AFS Reporting Database

Table of Contents

Database Schema
Populating the Database
Reporting Possibilities
Future Work


In a large AFS cell, there is a great deal of meta-information about AFS volumes that AFS administrators need to be aware of on a regular basis, both for administration and for reporting: the locations of particular volumes, the sizes of volumes, the number of volumes on different servers and partitions, access patterns, replicated volumes that were released, and volumes that have unreleased changes, etc. All of this information is available either from the VLDB or from the volserver on the individual file servers, but the ability to query those services is limited. Only a few queries are possible, and some information (such as comprehensive information from the volserver on each file server, needed for finding stray copies of volumes and gathering access information) is expensive for the server to provide.

We also found that for most administrative and reporting tasks, current information isn't strictly necessary. As long as the information was regularly updated, most questions could be answered to a close enough approximation by looking at data that is a day or two old. This led to the idea of extracting all of the data that we might care about while the cell is mostly idle and then making it available for queries and reporting without having to query the production AFS servers.

This paper describes the Oracle database that we set up to hold this nightly dump of AFS meta-information, the method that we use to populate that database, and some of the reports that we run against it.
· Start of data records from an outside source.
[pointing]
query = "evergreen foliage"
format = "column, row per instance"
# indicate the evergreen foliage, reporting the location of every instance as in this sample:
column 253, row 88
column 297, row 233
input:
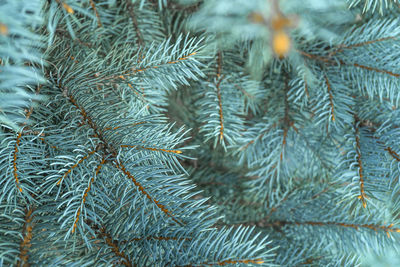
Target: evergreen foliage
column 199, row 132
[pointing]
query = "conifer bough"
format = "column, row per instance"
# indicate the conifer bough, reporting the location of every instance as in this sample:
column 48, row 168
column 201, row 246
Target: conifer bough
column 199, row 133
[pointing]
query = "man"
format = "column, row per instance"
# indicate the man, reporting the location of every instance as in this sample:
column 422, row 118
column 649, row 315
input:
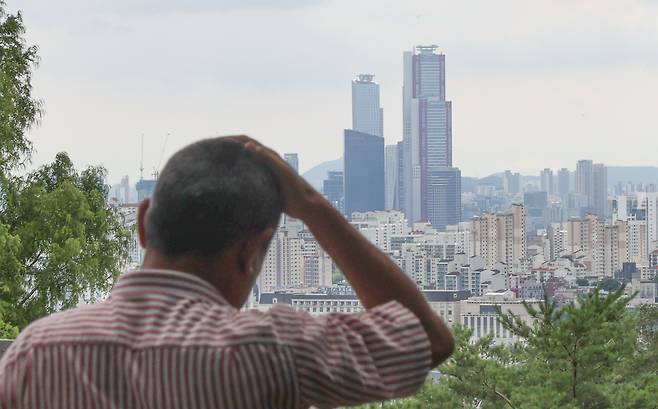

Also discussed are some limitations and caveats, and possible future work.

Database Schema

We used Oracle as the SQL database, but any full-featured SQL database should be fine. We previously used Sybase in the past and changed to Oracle because of external reasons, not because Sybase was in any way insufficient. We did, however, find sub-selects to be extremely useful for many of the queries that we want to perform, so MySQL is only suitable if you're using a new enough version to have good sub-query support.

The core of the database is the volumes table, which stores the available meta-information for a particular volume. We started with the information available from vos listvol -long, since that contains all of the information that we needed for the reports we wanted at the time. We experimented some with looking at the additional information provided by vos listvol -extended, mostly because the file count seemed interesting, but it turned out that the file count (at least for the AFS servers that we were running, using the inode file server on Solaris) wasn't accurate. The access information in -extended is more complete, but the simple access count available from -long was sufficient for our purposes.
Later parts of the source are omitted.